The inhabitants of Latin America are of a variety of ancestries, ethnic groups, and races, making the region one of the most diverse in the world. The specific composition varies from country to country: many have a predominance of European-Amerindian, or Mestizo, population; in others, Amerindians are a majority; some are dominated by inhabitants of European ancestry; and some countries' populations have large Black or Mulatto populations.

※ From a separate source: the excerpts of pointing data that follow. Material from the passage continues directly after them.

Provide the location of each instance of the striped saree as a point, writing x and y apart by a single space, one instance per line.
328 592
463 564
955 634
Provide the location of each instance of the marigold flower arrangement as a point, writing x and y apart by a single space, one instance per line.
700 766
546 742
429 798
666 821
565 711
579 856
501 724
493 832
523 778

Read more about Ethnic Groups In Latin America:  Ethnic Groups, Ethnic Groups According To Self-identification, Ethnic Groups According To Lizcano, Ethnic Groups According To The World Factbook, Ethnic Groups According To Other Sources

Famous quotes containing the words latin america, ethnic, groups, latin and/or america:

    Latin America is very fond of the word “hope.” We like to be called the “continent of hope.” Candidates for deputy, senator, president, call themselves “candidates of hope.” This hope is really something like a promise of heaven, an IOU whose payment is always being put off. It is put off until the next legislative campaign, until next year, until the next century.
    Pablo Neruda (1904–1973)

    Caprice, independence and rebellion, which are opposed to the social order, are essential to the good health of an ethnic group. We shall measure the good health of this group by the number of its delinquents. Nothing is more immobilizing than the spirit of deference.
    Jean Dubuffet (1901–1985)

    If we can learn ... to look at the ways in which various groups appropriate and use the mass-produced art of our culture ... we may well begin to understand that although the ideological power of contemporary cultural forms is enormous, indeed sometimes even frightening, that power is not yet all-pervasive, totally vigilant, or complete.
    Janice A. Radway (b. 1949)

    Americans living in Latin American countries are often more snobbish than the Latins themselves. The typical American has quite a bit of money by Latin American standards, and he rarely sees a countryman who doesn’t. An American businessman who would think nothing of being seen in a sport shirt on the streets of his home town will be shocked and offended at a suggestion that he appear in Rio de Janeiro, for instance, in anything but a coat and tie.
    Hunter S. Thompson (b. 1939)

    You don’t have to be old in America to say of a world you lived in, That world is gone.